Details, Explanation and Meaning About Antoine Charles Horace Vernet

Antoine Charles Horace Vernet Guide, Meaning , Facts, Information and Description

Antoine Charles Horace Vernet (1758 - November 17, 1835), commonly called Carle, the youngest child of Claude Joseph Vernet, was born at Bordeaux, where his father was painting the view from the chateau of La Trompette (Louvre).

He showed, at the age of five, an extraordinary passion for drawing horses, but went through the regular academical course as a pupil of Lepicie. Strangely enough, on arriving in Italy after carrying off the grand prix (1782), he lost ambition and interest in his profession, so that his father had to recall him to France to prevent his entering a monastery.

In Paris Carle Vernet became himself again, and distinguished himself at the exhibition of 1791 by his "Triumph of Paulus Aemilius," a work in which he broke with reigning traditions in classical subjects and drew the horse with the forms he had learnt from nature in stables and riding-schools.

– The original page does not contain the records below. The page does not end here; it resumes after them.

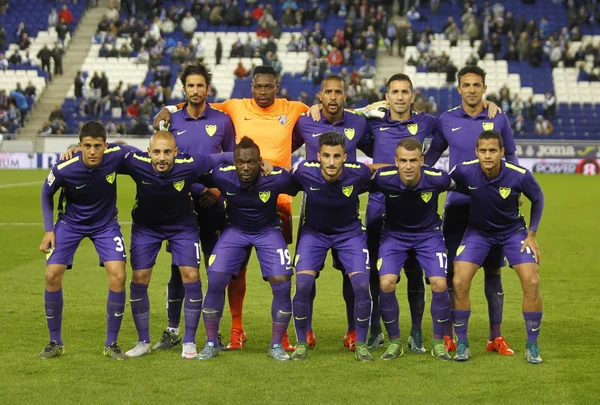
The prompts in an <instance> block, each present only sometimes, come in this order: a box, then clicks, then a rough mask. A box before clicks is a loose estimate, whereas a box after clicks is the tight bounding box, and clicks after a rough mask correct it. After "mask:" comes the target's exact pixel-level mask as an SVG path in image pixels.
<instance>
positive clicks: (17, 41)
mask: <svg viewBox="0 0 600 405" xmlns="http://www.w3.org/2000/svg"><path fill="white" fill-rule="evenodd" d="M23 34H27V29H26V28H25V23H24V22H23V21H21V22H20V23H19V25H18V26H17V28H16V29H15V38H16V41H17V42H21V39H22V37H23Z"/></svg>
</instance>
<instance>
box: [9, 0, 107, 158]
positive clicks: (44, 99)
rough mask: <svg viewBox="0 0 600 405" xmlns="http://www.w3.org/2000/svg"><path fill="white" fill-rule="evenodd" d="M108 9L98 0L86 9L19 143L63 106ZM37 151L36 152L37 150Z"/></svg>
mask: <svg viewBox="0 0 600 405" xmlns="http://www.w3.org/2000/svg"><path fill="white" fill-rule="evenodd" d="M107 7H108V0H99V1H98V7H96V8H90V9H88V10H87V11H86V12H85V14H83V16H82V18H81V21H80V23H79V26H78V27H77V30H76V31H75V33H74V35H73V37H72V39H71V42H70V43H69V45H68V47H67V49H66V53H65V56H64V59H63V71H64V74H63V75H62V76H53V78H52V81H51V82H48V85H47V87H46V90H45V91H44V93H43V94H42V96H41V97H40V99H39V101H38V103H37V105H36V107H35V108H34V109H33V110H32V112H31V116H30V117H29V120H28V121H27V122H26V124H25V127H24V128H23V130H22V131H21V134H20V135H19V139H21V140H33V139H34V138H35V137H36V136H37V133H38V131H39V130H40V128H41V127H42V124H43V123H44V121H46V120H47V119H48V116H49V115H50V112H51V111H52V110H53V109H54V106H56V105H62V103H63V101H64V99H65V97H66V95H67V92H68V90H69V89H70V87H71V84H73V82H74V80H75V76H76V74H77V71H78V70H79V69H80V67H81V65H82V64H83V61H84V60H85V57H86V56H87V54H88V52H89V50H90V48H91V46H92V42H91V38H92V37H93V35H94V33H95V32H96V27H97V26H98V23H100V21H101V20H102V16H103V15H104V13H105V12H106V9H107ZM38 152H39V151H38Z"/></svg>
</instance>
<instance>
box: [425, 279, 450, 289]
mask: <svg viewBox="0 0 600 405" xmlns="http://www.w3.org/2000/svg"><path fill="white" fill-rule="evenodd" d="M429 283H430V284H431V291H434V292H444V291H446V290H447V289H448V284H447V283H446V278H445V277H430V278H429Z"/></svg>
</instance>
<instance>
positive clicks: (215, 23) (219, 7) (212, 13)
mask: <svg viewBox="0 0 600 405" xmlns="http://www.w3.org/2000/svg"><path fill="white" fill-rule="evenodd" d="M208 21H210V23H211V24H213V25H218V24H220V23H222V22H223V21H224V20H223V6H221V5H220V4H214V5H213V7H212V9H211V10H210V14H209V16H208Z"/></svg>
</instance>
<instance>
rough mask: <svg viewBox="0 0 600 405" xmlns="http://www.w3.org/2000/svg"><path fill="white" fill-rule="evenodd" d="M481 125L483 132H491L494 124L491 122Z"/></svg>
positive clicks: (484, 123) (486, 122) (483, 123)
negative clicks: (482, 126)
mask: <svg viewBox="0 0 600 405" xmlns="http://www.w3.org/2000/svg"><path fill="white" fill-rule="evenodd" d="M481 125H482V126H483V130H484V131H491V130H493V129H494V123H493V122H484V123H483V124H481Z"/></svg>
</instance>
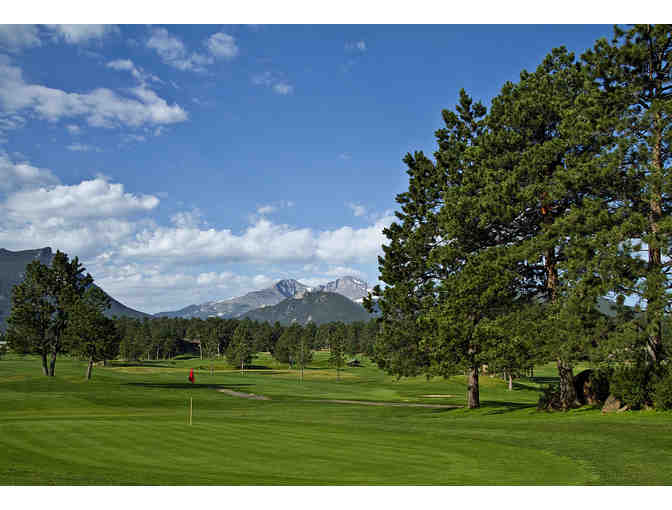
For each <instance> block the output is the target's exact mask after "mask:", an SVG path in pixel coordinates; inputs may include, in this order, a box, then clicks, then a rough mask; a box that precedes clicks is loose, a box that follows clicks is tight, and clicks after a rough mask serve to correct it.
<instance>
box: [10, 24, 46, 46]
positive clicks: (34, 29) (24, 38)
mask: <svg viewBox="0 0 672 510" xmlns="http://www.w3.org/2000/svg"><path fill="white" fill-rule="evenodd" d="M40 44H41V42H40V36H39V31H38V29H37V26H36V25H0V47H3V48H5V49H7V50H9V51H19V50H21V49H23V48H30V47H32V46H40Z"/></svg>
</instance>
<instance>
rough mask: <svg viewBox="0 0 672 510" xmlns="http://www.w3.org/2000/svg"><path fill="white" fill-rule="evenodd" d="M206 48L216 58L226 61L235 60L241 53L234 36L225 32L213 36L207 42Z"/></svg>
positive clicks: (209, 38) (220, 32)
mask: <svg viewBox="0 0 672 510" xmlns="http://www.w3.org/2000/svg"><path fill="white" fill-rule="evenodd" d="M205 46H206V47H207V48H208V50H209V51H210V53H211V54H212V55H213V56H214V57H222V58H226V59H232V58H235V57H236V56H238V53H239V51H240V50H239V49H238V46H237V45H236V40H235V39H234V38H233V36H230V35H229V34H225V33H224V32H217V33H216V34H212V35H211V36H210V37H209V38H208V39H207V41H206V42H205Z"/></svg>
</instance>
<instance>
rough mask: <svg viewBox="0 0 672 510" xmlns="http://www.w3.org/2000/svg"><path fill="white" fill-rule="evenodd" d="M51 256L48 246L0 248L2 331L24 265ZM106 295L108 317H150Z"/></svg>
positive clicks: (4, 325) (6, 318)
mask: <svg viewBox="0 0 672 510" xmlns="http://www.w3.org/2000/svg"><path fill="white" fill-rule="evenodd" d="M53 258H54V254H53V252H52V251H51V248H48V247H47V248H39V249H36V250H22V251H10V250H5V249H4V248H0V330H3V331H4V329H5V328H6V322H5V321H6V319H7V317H9V312H10V309H11V305H12V301H11V296H12V288H13V287H14V285H16V284H17V283H20V282H21V280H23V277H24V275H25V271H26V266H27V265H28V264H29V263H30V262H32V261H33V260H39V261H40V262H41V263H42V264H46V265H49V264H51V261H52V259H53ZM101 290H102V289H101ZM103 292H105V291H103ZM108 297H109V298H110V301H111V307H110V309H109V310H107V312H106V315H108V316H109V317H112V316H118V317H136V318H142V317H151V316H150V315H149V314H146V313H143V312H139V311H137V310H133V309H132V308H129V307H127V306H126V305H124V304H122V303H120V302H119V301H117V300H116V299H114V298H113V297H111V296H109V295H108Z"/></svg>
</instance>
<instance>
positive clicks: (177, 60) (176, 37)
mask: <svg viewBox="0 0 672 510" xmlns="http://www.w3.org/2000/svg"><path fill="white" fill-rule="evenodd" d="M147 47H148V48H150V49H153V50H155V51H156V52H157V53H158V54H159V56H160V57H161V59H162V60H163V61H164V62H165V63H166V64H168V65H171V66H173V67H175V68H177V69H180V70H182V71H203V70H204V69H205V66H206V65H209V64H212V63H213V57H211V56H208V55H203V54H200V53H195V52H191V53H190V52H189V51H188V50H187V47H186V46H185V45H184V43H183V42H182V41H181V40H180V39H178V38H177V37H175V36H174V35H172V34H170V32H168V30H166V29H165V28H154V29H153V30H152V32H151V36H150V38H149V39H148V41H147Z"/></svg>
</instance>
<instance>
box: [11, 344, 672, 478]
mask: <svg viewBox="0 0 672 510" xmlns="http://www.w3.org/2000/svg"><path fill="white" fill-rule="evenodd" d="M326 358H327V354H326V353H317V354H316V359H315V361H314V363H313V364H311V366H310V367H309V369H306V370H305V372H304V381H303V383H300V382H299V380H298V374H297V372H296V371H293V370H288V367H287V366H286V365H279V364H277V363H275V362H274V361H273V360H272V359H271V358H270V357H269V356H268V355H262V356H260V357H259V358H258V359H257V360H255V367H259V368H257V369H255V370H250V371H248V372H247V373H246V374H245V375H241V374H240V373H239V372H238V371H234V370H230V369H229V367H228V366H227V365H226V364H225V363H223V362H221V361H201V360H199V359H182V360H176V361H160V362H145V363H142V364H139V365H137V364H127V363H121V362H119V363H113V364H112V365H111V366H109V367H105V368H103V367H96V368H94V378H93V379H92V380H91V381H86V380H85V379H84V373H85V364H84V363H83V362H79V361H76V360H68V359H59V361H58V363H57V365H56V374H57V376H56V377H55V378H47V377H44V376H43V375H41V372H40V370H41V369H40V365H39V362H38V361H37V360H36V359H34V358H29V357H27V358H20V357H16V356H9V357H7V358H5V359H3V360H1V361H0V484H5V485H6V484H13V485H24V484H30V485H33V484H38V485H42V484H59V485H104V484H110V485H136V484H139V485H161V484H175V485H180V484H184V485H199V484H217V485H234V484H252V485H263V484H275V485H278V484H297V485H309V484H340V485H358V484H380V485H383V484H392V485H403V484H526V485H527V484H544V485H548V484H627V485H636V484H666V485H669V484H670V483H672V461H670V459H672V413H661V412H655V411H642V412H626V413H620V414H611V415H601V413H600V412H599V410H596V409H589V408H584V409H579V410H575V411H572V412H569V413H564V414H563V413H543V412H537V411H536V409H535V405H536V401H537V398H538V391H539V381H548V380H550V379H551V378H552V377H553V376H554V372H553V369H552V367H542V368H541V369H537V373H536V375H537V378H536V379H535V380H521V381H518V382H516V383H515V384H514V391H512V392H509V391H507V388H506V383H505V382H504V381H502V380H500V379H495V378H490V377H483V378H481V390H482V395H481V402H482V406H483V407H482V408H481V409H479V410H475V411H474V410H468V409H464V408H460V409H432V408H417V407H412V408H409V407H374V406H360V405H348V404H334V403H328V402H320V400H330V399H333V400H336V399H340V400H369V401H377V402H381V401H387V402H409V403H427V404H454V405H461V406H463V405H464V404H465V380H464V377H454V378H451V379H449V380H439V379H434V380H430V381H428V380H426V379H425V378H413V379H402V380H399V381H397V380H396V379H394V378H392V377H388V376H385V375H384V374H383V373H381V372H380V371H379V370H378V369H377V368H375V367H374V366H372V365H371V364H370V363H368V362H367V361H366V360H364V364H365V366H364V367H362V368H347V369H345V370H344V371H343V372H341V379H340V381H337V380H336V371H335V370H332V369H328V368H327V366H328V365H327V359H326ZM210 366H214V367H215V374H214V375H210V373H209V367H210ZM261 367H265V368H261ZM190 368H194V372H195V375H196V383H195V384H193V385H192V384H190V383H189V382H188V380H187V375H188V371H189V369H190ZM222 388H223V389H230V390H234V391H239V392H242V393H254V394H256V395H266V396H269V397H271V399H272V400H268V401H260V400H251V399H244V398H238V397H234V396H230V395H227V394H225V393H221V392H217V391H215V390H216V389H222ZM429 395H448V396H446V397H434V396H431V397H430V396H429ZM449 395H453V396H449ZM190 398H193V402H194V418H193V420H194V424H193V425H192V426H189V425H188V424H187V416H188V402H189V399H190Z"/></svg>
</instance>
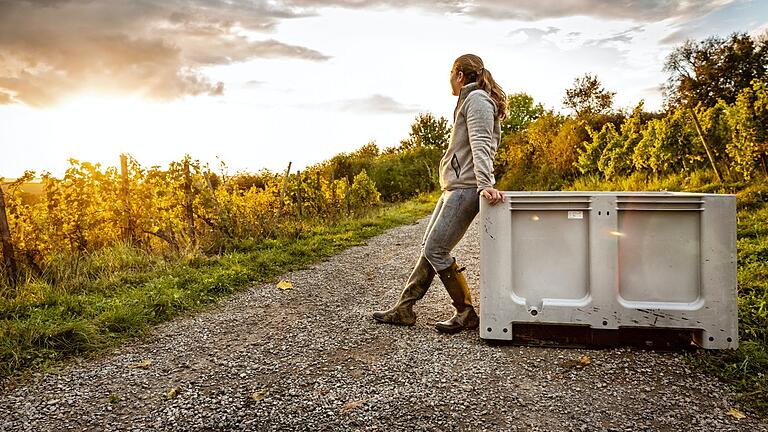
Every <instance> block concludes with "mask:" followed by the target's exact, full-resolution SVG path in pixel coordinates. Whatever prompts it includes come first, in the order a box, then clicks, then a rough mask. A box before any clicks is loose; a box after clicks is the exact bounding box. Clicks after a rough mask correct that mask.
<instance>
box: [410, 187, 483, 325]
mask: <svg viewBox="0 0 768 432" xmlns="http://www.w3.org/2000/svg"><path fill="white" fill-rule="evenodd" d="M443 197H444V198H445V202H444V203H443V206H442V208H441V209H440V213H439V214H438V216H437V218H436V219H435V221H434V223H433V224H432V226H431V227H430V229H429V231H428V234H427V235H426V236H425V237H426V241H425V242H424V251H423V256H425V257H426V258H427V259H428V260H429V262H430V263H431V264H432V267H434V268H435V270H437V274H438V275H440V280H441V281H442V282H443V285H444V286H445V289H446V291H448V295H449V296H450V297H451V300H452V302H453V307H454V309H455V313H454V314H453V316H452V317H451V318H450V319H449V320H447V321H441V322H438V323H436V324H435V328H436V329H438V330H440V331H443V332H447V333H456V332H458V331H461V330H464V329H474V328H477V326H478V325H479V323H480V319H479V317H478V316H477V313H476V312H475V309H474V308H473V307H472V296H471V295H470V292H469V286H468V285H467V280H466V279H465V278H464V275H463V274H461V271H462V269H460V268H459V266H458V264H457V263H456V260H455V259H454V258H453V257H452V256H451V251H452V250H453V248H454V247H455V246H456V244H457V243H458V242H459V241H460V240H461V238H462V237H464V234H465V233H466V232H467V229H468V228H469V225H470V224H471V223H472V221H473V220H474V218H475V216H476V215H477V213H478V211H479V209H480V199H479V197H478V195H477V191H476V189H474V188H472V189H456V190H453V191H450V192H446V193H444V194H443Z"/></svg>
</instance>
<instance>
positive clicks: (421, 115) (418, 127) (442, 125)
mask: <svg viewBox="0 0 768 432" xmlns="http://www.w3.org/2000/svg"><path fill="white" fill-rule="evenodd" d="M450 137H451V129H450V128H449V127H448V120H446V119H445V117H440V118H439V119H438V118H435V116H433V115H432V114H431V113H421V114H419V115H417V116H416V120H415V121H414V122H413V124H411V132H410V134H409V135H408V138H406V139H404V140H402V141H400V150H408V149H410V148H414V147H434V148H439V149H441V150H445V149H447V148H448V144H449V142H448V141H449V140H450Z"/></svg>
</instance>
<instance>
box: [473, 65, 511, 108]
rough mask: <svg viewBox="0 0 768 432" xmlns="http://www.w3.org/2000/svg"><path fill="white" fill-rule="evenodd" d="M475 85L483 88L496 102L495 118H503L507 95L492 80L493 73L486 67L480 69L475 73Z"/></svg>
mask: <svg viewBox="0 0 768 432" xmlns="http://www.w3.org/2000/svg"><path fill="white" fill-rule="evenodd" d="M477 86H478V87H480V88H481V89H483V90H485V91H486V92H487V93H488V94H489V95H490V96H491V99H493V101H494V102H495V103H496V118H498V119H499V120H503V119H504V118H505V117H507V95H506V94H504V90H502V89H501V86H500V85H499V84H498V83H496V81H494V80H493V75H491V72H489V71H488V69H486V68H482V69H480V73H479V74H478V75H477Z"/></svg>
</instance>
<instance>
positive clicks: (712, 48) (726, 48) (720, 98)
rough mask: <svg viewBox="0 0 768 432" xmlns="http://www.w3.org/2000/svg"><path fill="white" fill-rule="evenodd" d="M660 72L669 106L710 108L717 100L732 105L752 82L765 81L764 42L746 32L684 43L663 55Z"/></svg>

But the Revolution drew on, and Carle Vernet's career for awhile seemed to end in the anguish of his sister's death on the scaffold. When he again began to produce, it was as the man of another era: his drawings of the Italian campaign brought him fresh laurels; his vast canvas, the "Battle of Marengo," obtained great success; and for his "Morning of Austerlitz" Napoleon bestowed on him the Legion of Honour.

His hunting-pieces, races, landscapes, and work as a lithographer (chiefly under the Restoration) had also a great vogue. From Louis XVIII he received the order of St Michael. In 1827 he accompanied his son Horace to Rome, and died in Paris on his return.